|   The fact that adoption information 
              has been both highly regulated and extremely controversial is one 
              of the hallmarks of modern adoption. At first sketchy and incomplete, 
              data contained in the adoption records of early twentieth-century 
              courts and agencies was available to anyone curious enough to search 
              it out. The same was true of uniform birth records, which were products 
              of state efforts to standardize birth registration during the first 
              third of the twentieth century.  
            In 1917, the Minnesota adoption 
              law was revised to mandate confidential records, and between 
              the world wars, most states in the country followed suit. Confidential 
              records placed information off limits to nosy members of the public 
              but kept it accessible to the children and adults directly involved 
              in adoption, who were called the “parties in interest.” 
             Confidentiality was advocated by professionals and policy-makers 
              determined to establish minimum standards 
              in adoption, decrease the stigma associated with illegitimacy, 
              and make child welfare the governing 
              rule in placement decisions. In practice, confidentiality placed 
              a premium on adoptions arranged anonymously, without any identifying 
              contact between natal and adoptive parents. Confidentiality also 
              meant that when courts issued adoption decrees, states produced 
              new birth certificates, listing adopters’ names, and sealed 
              away the originals, which contained the names of birth 
              parents, or at least birth mothers. 
            Many adopters, especially those whose infertility 
              made them long for exclusive parent-child ties, surely preferred 
              anonymity as well. Confidentiality made it possible for some of 
              these parents to avoid telling their children 
              that they were adopted at all. The relatives of many unmarried birth 
              mothers also favored confidentiality. Especially during the postwar 
              baby boom, when more out-of-wedlock births occurred in middle-class 
              families than had been the case earlier in the century, mortified 
              parents argued that their daughters should have a second chance 
              to lead normal, married lives. Maternity homes proliferated to shield 
              non-marital pregnancies from public view and helped to make adoption 
              a topic of embarrassment and shame. 
            Anonymity and new birth certificates were both consistent with 
              matching, which set out to make new 
              families “as if” they had been made naturally. Confidentiality 
              was converted into secrecy only after World War II. Secrecy meant 
              that even adult adoptees, to their great surprise and frustration, 
              could not obtain information about their births and backgrounds. 
              The intentions behind confidentiality were benevolent, but sealed 
              records created an oppressive adoption closet. 
            Even though sealed records were recent inventions, rather than 
              enduring features of adoption history, they were largely responsible 
              for the adoption reform movement that gathered steam in the 1970s. 
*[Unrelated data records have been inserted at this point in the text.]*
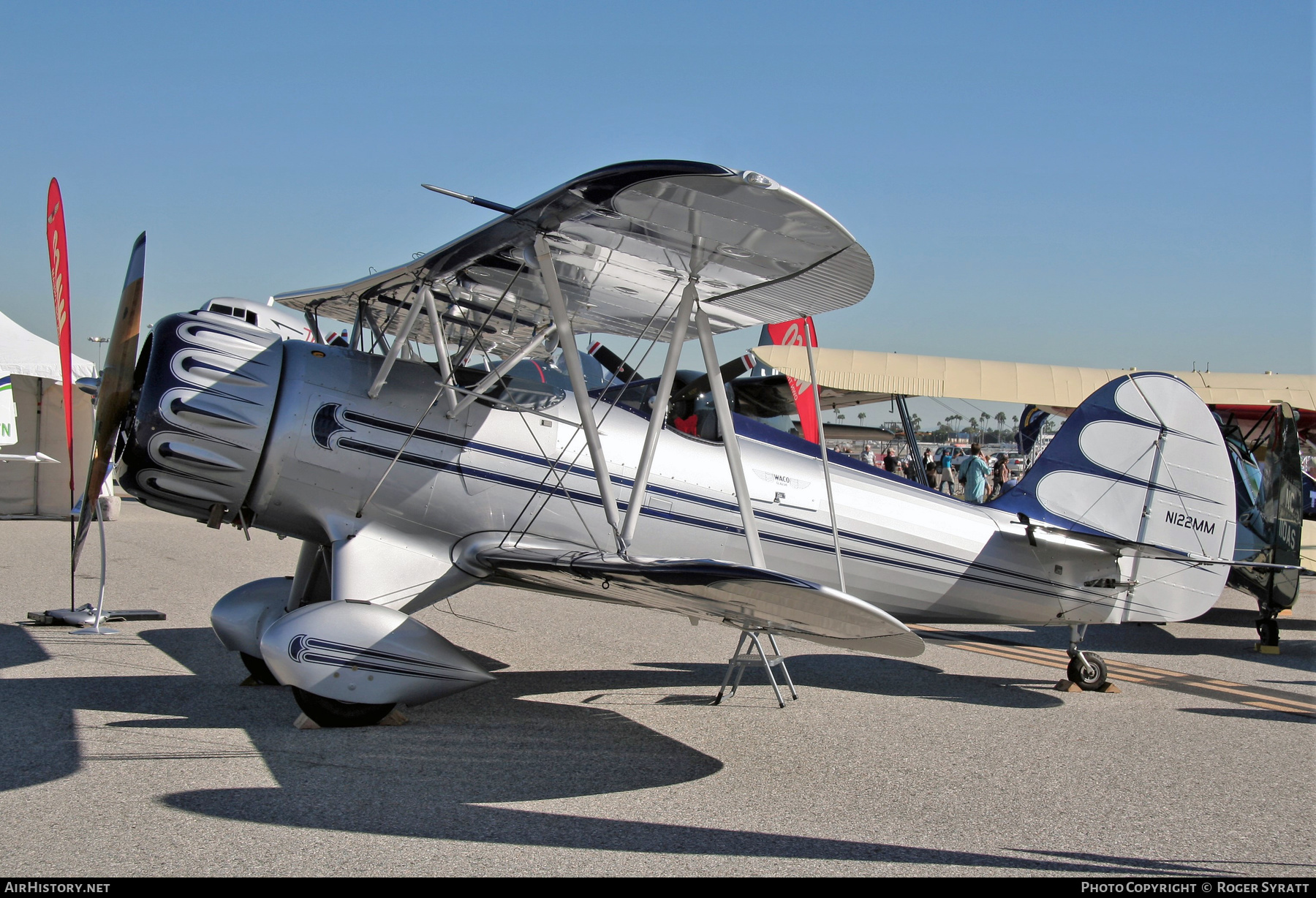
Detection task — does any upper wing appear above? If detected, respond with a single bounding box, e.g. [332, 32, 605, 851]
[454, 533, 923, 657]
[275, 161, 872, 350]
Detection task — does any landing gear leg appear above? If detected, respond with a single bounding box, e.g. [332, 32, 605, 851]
[1066, 624, 1109, 693]
[1257, 605, 1279, 654]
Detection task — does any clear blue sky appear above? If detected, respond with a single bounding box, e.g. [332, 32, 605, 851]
[0, 0, 1313, 397]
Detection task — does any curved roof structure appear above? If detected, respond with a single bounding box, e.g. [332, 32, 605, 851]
[754, 347, 1316, 411]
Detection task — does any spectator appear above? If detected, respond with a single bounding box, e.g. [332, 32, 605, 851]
[959, 442, 991, 505]
[1000, 472, 1018, 495]
[937, 446, 956, 495]
[991, 453, 1010, 499]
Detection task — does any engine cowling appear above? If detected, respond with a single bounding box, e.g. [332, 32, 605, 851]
[117, 314, 283, 523]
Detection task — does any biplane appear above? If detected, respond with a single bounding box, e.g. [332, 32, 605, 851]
[75, 161, 1252, 725]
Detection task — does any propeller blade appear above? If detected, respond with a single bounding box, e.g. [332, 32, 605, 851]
[74, 230, 146, 571]
[671, 353, 754, 403]
[587, 342, 640, 383]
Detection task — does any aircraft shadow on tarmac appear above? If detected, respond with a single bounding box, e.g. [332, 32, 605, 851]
[0, 627, 1252, 873]
[997, 608, 1316, 671]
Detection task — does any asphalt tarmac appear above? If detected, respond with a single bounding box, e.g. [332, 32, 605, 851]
[0, 502, 1316, 875]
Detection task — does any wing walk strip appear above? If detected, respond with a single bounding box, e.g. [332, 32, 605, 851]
[910, 624, 1316, 717]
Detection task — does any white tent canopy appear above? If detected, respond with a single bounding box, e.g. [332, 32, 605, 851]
[0, 312, 96, 382]
[0, 314, 96, 518]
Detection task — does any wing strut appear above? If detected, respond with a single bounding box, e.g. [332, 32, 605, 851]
[420, 284, 457, 413]
[525, 233, 624, 551]
[447, 324, 558, 418]
[804, 331, 845, 592]
[695, 308, 768, 566]
[621, 281, 699, 546]
[366, 286, 421, 399]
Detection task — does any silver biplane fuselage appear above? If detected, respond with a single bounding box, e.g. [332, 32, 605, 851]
[213, 330, 1222, 624]
[99, 161, 1234, 725]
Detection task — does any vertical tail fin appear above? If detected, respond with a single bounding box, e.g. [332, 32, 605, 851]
[991, 371, 1237, 622]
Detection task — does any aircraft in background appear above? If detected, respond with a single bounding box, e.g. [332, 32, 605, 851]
[64, 161, 1284, 725]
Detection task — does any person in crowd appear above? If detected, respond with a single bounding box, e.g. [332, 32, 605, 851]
[937, 446, 956, 495]
[959, 442, 991, 505]
[1000, 472, 1018, 495]
[991, 453, 1010, 499]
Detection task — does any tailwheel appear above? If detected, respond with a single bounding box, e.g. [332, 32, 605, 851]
[292, 686, 396, 728]
[238, 652, 281, 686]
[1067, 652, 1107, 693]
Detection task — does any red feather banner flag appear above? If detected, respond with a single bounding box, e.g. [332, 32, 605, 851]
[767, 317, 819, 442]
[46, 178, 74, 497]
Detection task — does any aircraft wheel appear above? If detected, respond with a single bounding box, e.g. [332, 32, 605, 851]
[292, 686, 395, 727]
[238, 652, 280, 686]
[1067, 652, 1105, 693]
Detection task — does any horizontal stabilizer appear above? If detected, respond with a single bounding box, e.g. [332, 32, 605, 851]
[453, 533, 923, 657]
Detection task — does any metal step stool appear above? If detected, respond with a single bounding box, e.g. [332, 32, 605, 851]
[714, 630, 799, 709]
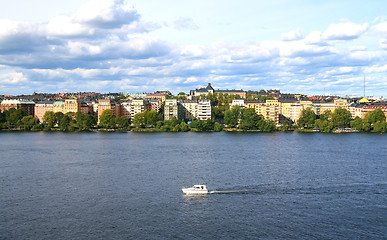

              New York housewife Florence Fisher set out to find her birth mother 
              and inspired adoptees around the country when she founded the Adoptees’ 
              Liberty Movement Association, a pioneering reform organization that 
              called sealed records “an affront to human dignity.” 
              At the time, few adoption activists realized the newness of the 
              policies they sought to overturn by opening sealed records, facilitating 
              search and reunion, and advocating 
              open adoption. Records activism attracted great sympathy but achieved 
              relatively few practical victories and sealed records continue to 
              provoke heated controversy today. Many states have established mutual 
              consent registries, which aim for compromise between the rights 
              of adult adoptees to obtain birth information and the assurance 
              that many birth mothers were given that their identities would remain 
              confidential. Sealed records are also the target of militant activism 
              by such groups as Bastard 
              Nation, which succeeded in passing 
              Ballot Measure 58, an open records law, in the state of Oregon 
              in 1998. 
            Until 1945, however, most members of adoptive families in the United 
              States had perfectly legal access to birth certificates and adoption-related 
              court documents and most agencies acted as passive registries through 
              which separated relatives might locate one another. Disclosure—not 
              secrecy—has been the historical norm in adoption.